Don Warrington, of Dunedin, asks :-

When finishing pouring wine, red drips more than white. Why is this?

Bernard Newman, a wine scientist at Lincoln University, responded.

There would be three main contributors to viscosity; yeast, alcohol concentration and residual sugar content.

With respect to surface tension, I am not sure how variable this is in aqueous solutions and whether or not the variability between wines would account for any visible effects here. The glycerol that yeast produce eventually finds its way into the wine and I suspect there is little difference in concentration due to the traditional ferment differences of red (a warm and fast ferment of 5-7 days) with that of most white wines (being cooler and slower).

Some white wines are aged on their lees, with yeast autolysis over time contributing flavours, but I don't recall any reading to suggest changes of viscosity being associated with this treatment.

Alcohol concentration in wines may range from 9% - 15% and both red and white wines have variable levels of alcohol. So this is not a guide.

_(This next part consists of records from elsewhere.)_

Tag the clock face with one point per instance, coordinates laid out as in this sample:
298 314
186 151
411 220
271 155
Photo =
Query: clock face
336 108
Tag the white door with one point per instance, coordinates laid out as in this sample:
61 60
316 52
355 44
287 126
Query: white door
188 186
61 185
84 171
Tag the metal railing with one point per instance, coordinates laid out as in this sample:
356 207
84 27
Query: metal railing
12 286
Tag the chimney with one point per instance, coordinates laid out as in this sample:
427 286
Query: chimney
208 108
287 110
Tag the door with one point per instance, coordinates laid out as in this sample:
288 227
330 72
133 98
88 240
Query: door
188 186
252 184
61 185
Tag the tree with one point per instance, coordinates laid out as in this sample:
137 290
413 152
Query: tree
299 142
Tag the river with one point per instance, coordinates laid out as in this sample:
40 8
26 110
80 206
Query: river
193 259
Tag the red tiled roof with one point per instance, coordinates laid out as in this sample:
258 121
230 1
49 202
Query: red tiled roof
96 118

Residual sugar (or additions of sugar) will contribute to viscosity. Obviously a wine having a sugar level similar to that of golden syrup will have a similar viscosity too. Typically, red wines are fermented to dryness and so we would not experience a higher viscosity effect due to residual sugar in red wine. If dry wines are less viscous, then we should see equal 'drippyness' in both red and some white wines.

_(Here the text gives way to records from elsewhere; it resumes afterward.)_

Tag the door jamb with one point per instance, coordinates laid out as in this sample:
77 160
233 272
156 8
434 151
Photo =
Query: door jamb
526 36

Some dessert wines have relatively high residual sugar levels. A wine in this category could well have 200 g/l of residual sugar. If residual sugar is a significant influence then we would expect desert wines (these are typically white wines) to exhibit higher viscosity and less of a tendency to drip when poured. Alcohol concentration could modify the residual sugar effect so one could well have a high sugar + high alcohol wine (eg some Port style wines) exhibit low viscosity but still exhibit palate 'weight'.

Perhaps 'dry matter extract' could directly correlate to wine viscosity. An opportunity for a research project perhaps?

It may just be that red wines appear to drip more than white, simply because it would be easier to notice the red drips once they have dropped.